The White House's Office of Science and Technology Policy is launching a research and development program to collect and analyze reams of data, or big data.
The heads of seven federal science programs are scheduled to hold an online press conference this afternoon to discuss their work with big data. The event at the American Association for the Advancement of Science will have representatives from the Office of Science and Technology Policy, the National Science Foundation, the National Institutes of Health, the Departments of Defense and Energy, DARPA, and the U.S. Geological Survey. Commitments from the different agencies and departments will total about $200 million, according to the New York Times.
A media advisory indicates that the initiative is focused on addressing the issue of big data in scientific research across multiple fields. "To capitalize on this unprecedented opportunity to extract insights and make new connections across disciplines we need better tools and programs to access, store, search, visualize and analyze these data," according to the advisory.
"There is recognition by a broad range of federal agencies that further advances in big data management and analysis are critical to achieving their missions," Edward Lazowska, a computer scientist at the University of Washington told the New York Times. "It doesn't matter whether the mission is national defense, energy efficiency, evidence-based health care, education or scientific discovery."

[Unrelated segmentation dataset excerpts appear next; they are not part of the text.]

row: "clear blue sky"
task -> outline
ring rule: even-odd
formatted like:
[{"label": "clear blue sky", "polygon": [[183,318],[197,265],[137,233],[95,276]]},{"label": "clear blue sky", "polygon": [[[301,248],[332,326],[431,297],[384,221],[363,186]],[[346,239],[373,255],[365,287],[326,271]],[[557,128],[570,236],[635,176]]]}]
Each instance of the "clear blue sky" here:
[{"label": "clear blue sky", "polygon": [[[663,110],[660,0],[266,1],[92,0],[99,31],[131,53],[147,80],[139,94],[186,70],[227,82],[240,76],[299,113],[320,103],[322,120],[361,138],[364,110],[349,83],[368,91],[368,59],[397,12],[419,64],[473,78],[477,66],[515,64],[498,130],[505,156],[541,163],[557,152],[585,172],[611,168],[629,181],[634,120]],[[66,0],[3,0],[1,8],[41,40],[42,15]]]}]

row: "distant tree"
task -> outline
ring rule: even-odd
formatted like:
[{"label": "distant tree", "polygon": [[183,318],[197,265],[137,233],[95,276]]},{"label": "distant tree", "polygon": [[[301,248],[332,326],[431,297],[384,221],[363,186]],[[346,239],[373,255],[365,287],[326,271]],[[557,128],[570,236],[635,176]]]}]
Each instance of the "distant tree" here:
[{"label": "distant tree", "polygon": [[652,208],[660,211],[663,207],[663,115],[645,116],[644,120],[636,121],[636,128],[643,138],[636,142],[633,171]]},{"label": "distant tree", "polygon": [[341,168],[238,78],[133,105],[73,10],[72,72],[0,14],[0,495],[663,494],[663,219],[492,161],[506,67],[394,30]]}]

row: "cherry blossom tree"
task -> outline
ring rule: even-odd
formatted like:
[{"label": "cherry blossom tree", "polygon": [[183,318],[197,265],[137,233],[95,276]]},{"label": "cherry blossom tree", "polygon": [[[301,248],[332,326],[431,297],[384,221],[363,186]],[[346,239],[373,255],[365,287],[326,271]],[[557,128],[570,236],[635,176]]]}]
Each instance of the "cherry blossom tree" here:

Businesses in many fields, such as Internet, finance, or pharmaceutical, are already very advanced in collecting, sifting, and analyzing giant data sets. Researchers in many fields, such as genetics, astronomy, or climate science, have access to a huge amount of data but need better analytical tools, coupled with high-end computers, to speed their work.
Apart from tools for analysis, the White House has already taken steps to make data available in common formats which are available at the Data.gov site. Green Button is a simple data format which utilities can use to make electricity usage information available to consumers. The idea is to create data sets in common formats which allow consumers to access information and let software developers create custom applications.